推荐人:江南四大才子 来源: 阅读: 2.93W 次

第七回 雪娘遭暗害

济公别传——第七回·第八回

此时,已到炎炎夏季,到处闷闷郁热,真是:鱼虾浮浅水,知了爬高梢。

济公一路摇着破蒲扇,就来到孤山一带。这里山势突兀,险峻陡峭,峦峰迢迢,怪石嶙峋,处处长满了荆棘酸枣树,山洼里时常还会有狼虫虎豹出来伤人,所以夜间根本没有行人敢走这里。

济公夜晚寄宿在山上的一座李坡山神庙里,这庙着实堂皇,红墙碧瓦、雕梁画栋,正堂中间安一只铜铸大鼎。庙宇前是一片十几平方米的平台,平台的四周由青石筑成。

平台上方有一五彩石砌成的池子,池内的水碧波荡漾、甘澈清冽。池子旁边有一座凉亭,供路人休息而建。

凉亭的西面矗一块石碑,碑文有字,乃是当年宋高祖亲载,碑文曰:朕误斩李坡,悲恸万分,坡忠厚千秋,侍母不二,孝心可表,特封为孤山山神。今建庙祭祀,流传万载,后辈效之,人过留名,雁过留声,天地为证。

每到闲暇时,济公会与一位看庙的老汉在树荫底下下棋,或是听老汉讲《包公铡美案》的故事。原来老汉年轻时是一位说书的,他能讲全本的《三侠五义》、《薛刚反唐》、《瓦岗五虎将》及《杨家将》的故事,当地人称他为“名嘴黑郎”。

在孤山的东面有一个小村庄,叫孙集村,村中有一个年轻寡妇,名叫雪娘,而乡民都愿称她王江氏。

几年前,他丈夫到江苏贩茶叶,返回途中不幸落水而亡,只撇下妻小相依为命。眼下她有两个女儿,大的叫金芳,时年十一岁,小的叫金萍,时年九岁。一个小儿子,名叫智儿,时年七岁。

一天上午,雪娘安顿好金芳姊妹俩,自己带着智儿回娘家。临行时嘱咐道:“金芳金萍,你姊妹俩要听话,不可出去惹事,我到你姥姥家去,今晚就回来。”

姊妹俩道:“娘,你就放心吧,我们姊妹俩一定很乖,只是你和弟弟路上一定要小心。”

说完,雪娘就带着智儿离开了,走不多久,就到孤山脚下。常言道:岭高必生怪,山险却有精。此时正值夏季,处处荆棘藤萝,乱草丛生,所以路上行人很少。

怎想这娘俩越走越热,智儿嘟囔道:“娘亲,我实在走不动了,找个阴凉处休息会吧。”雪娘道:“儿呀,此处地势凶险,郁草杂生,要是走出虎豹或者是山匪,只恐性命难保。还是等到了大路上再歇息吧!”说着,背起智儿就赶路。

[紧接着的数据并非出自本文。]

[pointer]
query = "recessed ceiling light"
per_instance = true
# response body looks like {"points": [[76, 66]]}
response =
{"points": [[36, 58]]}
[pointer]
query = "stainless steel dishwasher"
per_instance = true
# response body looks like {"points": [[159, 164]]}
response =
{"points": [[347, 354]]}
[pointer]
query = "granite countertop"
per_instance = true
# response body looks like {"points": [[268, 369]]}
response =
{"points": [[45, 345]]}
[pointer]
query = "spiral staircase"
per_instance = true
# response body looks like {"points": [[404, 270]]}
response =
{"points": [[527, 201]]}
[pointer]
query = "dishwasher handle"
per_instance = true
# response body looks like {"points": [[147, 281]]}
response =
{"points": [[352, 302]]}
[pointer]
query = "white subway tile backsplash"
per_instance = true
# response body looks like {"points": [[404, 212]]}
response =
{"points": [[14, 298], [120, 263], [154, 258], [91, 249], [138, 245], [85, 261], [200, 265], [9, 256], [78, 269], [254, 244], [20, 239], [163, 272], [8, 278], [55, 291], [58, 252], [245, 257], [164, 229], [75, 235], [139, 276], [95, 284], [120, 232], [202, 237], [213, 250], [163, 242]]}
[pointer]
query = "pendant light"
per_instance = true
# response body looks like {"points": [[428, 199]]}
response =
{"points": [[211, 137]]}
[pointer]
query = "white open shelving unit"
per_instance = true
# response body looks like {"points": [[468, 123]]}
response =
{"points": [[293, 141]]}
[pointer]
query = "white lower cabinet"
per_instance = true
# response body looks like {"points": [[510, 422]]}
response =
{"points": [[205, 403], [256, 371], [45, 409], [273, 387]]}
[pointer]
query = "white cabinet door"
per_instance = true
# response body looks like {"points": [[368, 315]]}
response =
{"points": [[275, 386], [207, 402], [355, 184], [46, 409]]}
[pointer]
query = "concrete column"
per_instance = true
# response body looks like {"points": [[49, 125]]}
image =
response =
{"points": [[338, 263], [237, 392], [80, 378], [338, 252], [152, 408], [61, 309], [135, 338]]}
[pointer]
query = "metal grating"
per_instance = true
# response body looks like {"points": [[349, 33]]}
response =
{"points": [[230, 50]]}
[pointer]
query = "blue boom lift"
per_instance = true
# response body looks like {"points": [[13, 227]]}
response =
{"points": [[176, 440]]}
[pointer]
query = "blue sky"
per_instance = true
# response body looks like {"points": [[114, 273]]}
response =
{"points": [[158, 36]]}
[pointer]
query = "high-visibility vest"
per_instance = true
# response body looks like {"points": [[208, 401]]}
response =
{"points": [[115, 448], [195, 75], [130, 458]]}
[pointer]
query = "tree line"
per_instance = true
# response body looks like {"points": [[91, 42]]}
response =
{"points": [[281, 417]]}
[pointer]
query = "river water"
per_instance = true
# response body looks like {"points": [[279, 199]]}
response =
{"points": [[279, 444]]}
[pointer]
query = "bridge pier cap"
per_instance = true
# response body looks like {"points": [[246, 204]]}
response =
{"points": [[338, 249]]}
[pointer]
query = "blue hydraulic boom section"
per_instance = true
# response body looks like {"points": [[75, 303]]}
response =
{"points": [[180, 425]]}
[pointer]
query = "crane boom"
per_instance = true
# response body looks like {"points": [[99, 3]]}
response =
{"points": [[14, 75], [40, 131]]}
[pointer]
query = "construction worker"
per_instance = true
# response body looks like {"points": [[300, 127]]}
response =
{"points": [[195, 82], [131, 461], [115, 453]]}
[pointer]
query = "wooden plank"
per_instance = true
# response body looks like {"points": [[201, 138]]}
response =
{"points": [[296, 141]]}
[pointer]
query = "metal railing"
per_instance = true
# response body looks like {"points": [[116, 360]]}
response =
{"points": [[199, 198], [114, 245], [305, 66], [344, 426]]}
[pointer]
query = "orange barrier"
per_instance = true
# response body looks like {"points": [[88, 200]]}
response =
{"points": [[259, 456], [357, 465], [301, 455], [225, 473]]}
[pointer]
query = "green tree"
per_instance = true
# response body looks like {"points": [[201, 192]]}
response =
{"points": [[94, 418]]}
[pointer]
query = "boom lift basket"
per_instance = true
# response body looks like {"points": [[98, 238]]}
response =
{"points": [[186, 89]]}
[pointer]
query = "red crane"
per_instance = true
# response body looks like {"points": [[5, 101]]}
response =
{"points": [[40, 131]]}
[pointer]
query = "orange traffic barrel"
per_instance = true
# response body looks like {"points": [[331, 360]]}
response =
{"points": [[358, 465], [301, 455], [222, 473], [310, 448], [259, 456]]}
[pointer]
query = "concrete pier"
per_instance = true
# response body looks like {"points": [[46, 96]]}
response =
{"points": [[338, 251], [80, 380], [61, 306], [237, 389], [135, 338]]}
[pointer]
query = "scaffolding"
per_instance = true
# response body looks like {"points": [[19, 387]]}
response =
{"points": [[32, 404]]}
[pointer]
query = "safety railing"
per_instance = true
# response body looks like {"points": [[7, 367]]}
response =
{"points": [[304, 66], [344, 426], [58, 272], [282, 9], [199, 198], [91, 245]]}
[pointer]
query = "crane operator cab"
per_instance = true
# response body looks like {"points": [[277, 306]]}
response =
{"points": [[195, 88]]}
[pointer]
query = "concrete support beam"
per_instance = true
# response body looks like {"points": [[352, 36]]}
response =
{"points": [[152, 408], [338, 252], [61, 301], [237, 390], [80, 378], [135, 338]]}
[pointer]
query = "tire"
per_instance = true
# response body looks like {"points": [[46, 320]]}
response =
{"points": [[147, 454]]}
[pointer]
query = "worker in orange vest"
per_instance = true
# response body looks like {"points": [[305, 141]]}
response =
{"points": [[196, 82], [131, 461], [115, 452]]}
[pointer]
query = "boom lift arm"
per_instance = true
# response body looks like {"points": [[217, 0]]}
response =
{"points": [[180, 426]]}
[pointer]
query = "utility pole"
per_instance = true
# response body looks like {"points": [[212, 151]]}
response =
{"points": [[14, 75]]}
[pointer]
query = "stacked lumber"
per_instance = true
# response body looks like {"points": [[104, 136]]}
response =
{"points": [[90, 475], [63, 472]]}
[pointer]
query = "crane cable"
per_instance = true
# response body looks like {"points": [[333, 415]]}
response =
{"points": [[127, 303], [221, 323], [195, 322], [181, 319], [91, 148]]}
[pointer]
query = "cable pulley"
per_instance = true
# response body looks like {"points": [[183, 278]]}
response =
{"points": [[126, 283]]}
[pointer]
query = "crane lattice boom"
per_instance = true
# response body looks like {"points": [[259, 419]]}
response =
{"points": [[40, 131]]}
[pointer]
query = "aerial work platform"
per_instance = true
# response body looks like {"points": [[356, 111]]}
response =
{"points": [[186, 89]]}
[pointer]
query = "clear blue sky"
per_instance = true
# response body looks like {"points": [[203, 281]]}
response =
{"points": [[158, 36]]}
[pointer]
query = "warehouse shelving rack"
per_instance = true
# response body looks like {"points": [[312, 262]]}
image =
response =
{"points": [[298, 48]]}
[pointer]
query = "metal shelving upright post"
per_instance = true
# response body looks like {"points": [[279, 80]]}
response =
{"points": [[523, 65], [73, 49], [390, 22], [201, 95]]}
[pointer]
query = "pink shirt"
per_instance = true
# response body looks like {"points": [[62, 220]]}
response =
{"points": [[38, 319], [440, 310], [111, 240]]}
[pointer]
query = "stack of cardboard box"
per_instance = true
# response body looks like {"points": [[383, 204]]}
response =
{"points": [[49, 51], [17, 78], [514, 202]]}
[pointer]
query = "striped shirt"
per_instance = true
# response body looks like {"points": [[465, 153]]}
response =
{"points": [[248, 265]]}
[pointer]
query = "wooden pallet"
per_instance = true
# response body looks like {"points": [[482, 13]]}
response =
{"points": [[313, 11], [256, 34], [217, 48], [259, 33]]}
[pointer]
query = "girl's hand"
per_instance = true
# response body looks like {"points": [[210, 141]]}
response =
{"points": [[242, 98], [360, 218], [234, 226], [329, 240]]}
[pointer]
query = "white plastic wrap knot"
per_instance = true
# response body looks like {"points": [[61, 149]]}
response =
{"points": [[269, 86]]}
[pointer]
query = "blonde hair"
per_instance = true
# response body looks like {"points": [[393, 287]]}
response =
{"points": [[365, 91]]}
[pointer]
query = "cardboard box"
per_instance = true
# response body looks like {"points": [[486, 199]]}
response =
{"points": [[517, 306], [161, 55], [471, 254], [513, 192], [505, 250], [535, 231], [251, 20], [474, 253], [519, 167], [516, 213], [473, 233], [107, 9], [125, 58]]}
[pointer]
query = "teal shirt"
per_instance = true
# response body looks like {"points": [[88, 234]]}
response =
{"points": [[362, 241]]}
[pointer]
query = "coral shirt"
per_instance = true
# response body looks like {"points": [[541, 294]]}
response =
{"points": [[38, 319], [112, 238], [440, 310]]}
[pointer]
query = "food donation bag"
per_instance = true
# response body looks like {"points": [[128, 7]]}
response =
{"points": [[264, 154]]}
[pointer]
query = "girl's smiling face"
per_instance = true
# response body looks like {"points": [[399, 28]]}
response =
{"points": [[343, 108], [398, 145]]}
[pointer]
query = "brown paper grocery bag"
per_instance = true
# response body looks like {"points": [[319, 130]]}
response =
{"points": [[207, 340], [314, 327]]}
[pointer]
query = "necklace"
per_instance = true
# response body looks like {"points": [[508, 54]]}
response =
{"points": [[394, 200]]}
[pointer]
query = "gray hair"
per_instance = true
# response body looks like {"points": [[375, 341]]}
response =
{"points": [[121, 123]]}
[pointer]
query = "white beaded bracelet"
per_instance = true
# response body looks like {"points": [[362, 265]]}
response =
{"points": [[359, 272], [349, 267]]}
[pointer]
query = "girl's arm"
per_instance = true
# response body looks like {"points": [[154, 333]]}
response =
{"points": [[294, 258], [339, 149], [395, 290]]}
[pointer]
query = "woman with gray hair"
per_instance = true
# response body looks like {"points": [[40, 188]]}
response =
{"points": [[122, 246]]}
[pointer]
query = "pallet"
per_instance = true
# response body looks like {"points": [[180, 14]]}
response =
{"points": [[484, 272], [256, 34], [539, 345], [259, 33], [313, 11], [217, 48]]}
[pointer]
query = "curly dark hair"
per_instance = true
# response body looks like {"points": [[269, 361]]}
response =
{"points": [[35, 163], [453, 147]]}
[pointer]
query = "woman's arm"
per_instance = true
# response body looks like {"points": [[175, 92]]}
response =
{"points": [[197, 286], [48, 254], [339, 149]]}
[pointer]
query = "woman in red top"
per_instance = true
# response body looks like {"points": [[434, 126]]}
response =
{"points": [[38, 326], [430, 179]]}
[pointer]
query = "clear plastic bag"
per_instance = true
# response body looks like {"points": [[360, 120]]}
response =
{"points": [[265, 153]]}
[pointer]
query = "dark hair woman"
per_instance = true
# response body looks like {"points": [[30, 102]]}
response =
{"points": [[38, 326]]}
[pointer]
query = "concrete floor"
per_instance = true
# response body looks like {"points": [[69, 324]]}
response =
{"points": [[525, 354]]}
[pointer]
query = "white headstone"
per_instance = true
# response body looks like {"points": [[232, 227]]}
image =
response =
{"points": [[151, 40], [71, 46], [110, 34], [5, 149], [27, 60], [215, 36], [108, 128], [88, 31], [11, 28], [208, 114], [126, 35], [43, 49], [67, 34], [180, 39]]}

又走不多时,智儿道:“娘亲,我渴的厉害,想喝口水。”雪娘道:“这可如何是好?此处前不巴村后不着店,又不见面清泉,可如何了呀?你先忍耐些,往前走走再说吧!”

走不多时,就见前方有一片瓜田,在瓜田的地头有一间草庵。雪娘见了十分欣喜,她急匆匆的赶上前去。

只见看瓜的是一个五十多岁的老妪,身穿皂衣,头缠宝髻,满脸褶皱,但身子骨却还硬朗。

雪娘笑道:“大嫂,我儿渴的厉害,四处又无泉水喝,恳求大嫂舍块瓜给我儿吃吃解渴。”这个老妪非常爽快,她笑道:“什么恳求不恳求,在桌上有切成块的瓜,你随意拿块吃吧。”

雪娘心里十分高兴,就拿了一小块给智儿吃。少时,他就吃完了,虽是解了渴,可身子骨还是闷热,汗流不止。

那老妪见智儿闷热,哂笑道:“妹妹你先在这稍待,帮我看好瓜田,我带他到西边的小河里洗洗。”

雪娘道:“我儿年纪尚小,不会游泳,只恐会有危险。再说,还累烦大嫂,叫奴家情何以堪?”

老妪道:“没事,没事,只要小孩儿能解热,多走些路又算得什么?”

都说七八岁的小孩秉性贪玩,智儿一听到河里洗澡,心中不禁暗喜。他嘟囔道:“娘,我要去洗洗,我要去洗洗。”

老妪道:“妹妹呀!你看他都乐意,容我带他去洗洗吧!河边离这不远,去去便回。”语音未落,老妪就领着智儿奔河边而去。

书中交代:这看瓜的老妪哪里是个心善之人,原来是一只修炼三百年的狐狸精,常常吸取人的精血与阳气,以助自己修持长生。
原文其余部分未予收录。